Multivariate Bayesian variable selection regression

Looking into the 3 CAVIAR outliers

Here we want to understand the examples that CAVIAR -c 1 and susie L 1 do not agree for n = 1 causal variable.

The plan is to pin-point the data in question and get the corresponding data-set, then use interactive analysis to explore in detail.

In [1]:
%revisions -s
Revision Author Date Message
0a2b456 Gao Wang 2018-06-05 Polish calibrated PIP plot
8f4f078 Gao Wang 2018-06-03 Add z-score check
880f1d3 Gao Wang 2018-06-03 Add z-score check
6b6455a Gao Wang 2018-06-01 Add another gene's example for susie single effect model
074f4db Gao Wang 2018-06-01 Add susie L=5 comparison
e4990ea Gao Wang 2018-06-01 Add a comment on -c 1 case for CAVIAR
ecefc0f Gao Wang 2018-06-01 Update CAVIAR table
9894dcf Gao Wang 2018-06-01 Update documentation
e6fce6f Gao Wang 2018-06-01 Finish up one CAVIAR example
7705774 Gao Wang 2018-06-01 Add interactive notebook for CAVIAR issues

Extract simulated dataset

In [2]:
%cd ~/GIT/github/mvarbvs/dsc
/home/gaow/GIT/github/mvarbvs/dsc
In [3]:
dataset = c('~/Documents/GTExV8/Toys/Thyroid.ENSG00000144445.RDS', '~/Documents/GTExV8/Toys/Thyroid.ENSG00000155324.RDS', '~/Documents/GTExV8/Toys/Thyroid.ENSG00000156738.RDS')
out = dscrutils::dscquery('susie_comparison', 
                          targets = "liter_data.dataset lm_less.n_signal lm_less", 
                          conditions = "lm_less.n_signal = 1")
Loading dsc-query output from CSV file.
In [4]:
out[which(out$liter_data.dataset %in% dataset),]
DSCliter_data.datasetlm_less.n_signallm_less.output.file
391 ~/Documents/GTExV8/Toys/Thyroid.ENSG00000144445.RDS1 lm_less/liter_data_39_summarize_ld_1_lm_less_1
481 ~/Documents/GTExV8/Toys/Thyroid.ENSG00000155324.RDS1 lm_less/liter_data_48_summarize_ld_1_lm_less_1
491 ~/Documents/GTExV8/Toys/Thyroid.ENSG00000156738.RDS1 lm_less/liter_data_49_summarize_ld_1_lm_less_1
In [5]:
bash:
    cp susie_comparison/lm_less/liter_data_{39,48,49}_summarize_ld_1_lm_less_1.pkl ../data

The ENSG00000156738 example

Here I take one data-set and use narratives to work all the way to the point we get CAVIAR and susie results.

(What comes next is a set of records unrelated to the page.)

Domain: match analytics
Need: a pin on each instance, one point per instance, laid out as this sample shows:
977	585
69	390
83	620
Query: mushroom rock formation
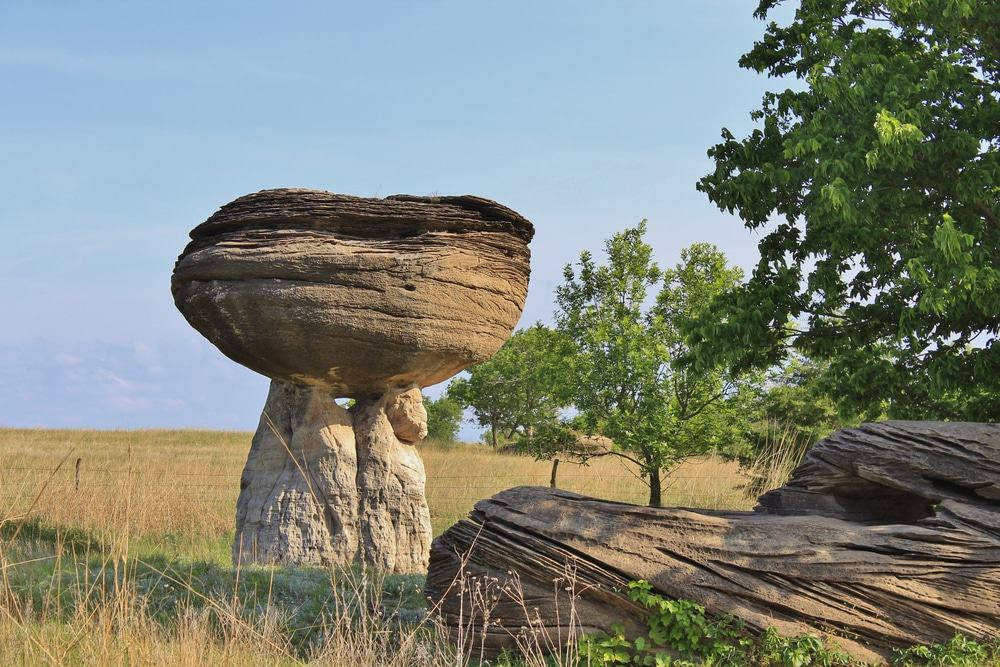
887	535
336	296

Hopefully this transparent process will help us pin-pointing the problem.

Load data first:

In [6]:
name = 'ENSG00000156738'
prefix = paste0("/tmp/", name, '_CAVIAR')
In [7]:
dat = dscrutils:::read_dsc('../data/liter_data_49_summarize_ld_1_lm_less_1.pkl')$data

Data preparation

In [8]:
names(dat)
  1. 'X'
  2. 'y'
  3. 'Z'
  4. 'chrom'
  5. 'pos'
  6. 'true_coef'
  7. 'residual_variance'
  8. 'Y'
  9. 'allele_freq'
  10. 'V'
In [9]:
dim(dat$X)
  1. 574
  2. 1001

The data has two response variables. We will focus on Y[,1]:

In [10]:
dim(dat$Y)
  1. 574
  2. 2

The true signal is 816.

In [11]:
which(dat$true_coef[,1] != 0)
816

Now output LD and summary stats for CAVIAR

In [12]:
r = cor(dat$X)
write.table(r,paste0(prefix, '.ld'),quote=F,col.names=F,row.names=F)
In [13]:
source('modules/regression.R')
source('modules/fit_caviar.R')
res = mm_regression(as.matrix(dat$X), as.matrix(dat$Y))
z_score = res[1,,]/res[2,,]
cfg = write_caviar_sumstats(z_score, prefix)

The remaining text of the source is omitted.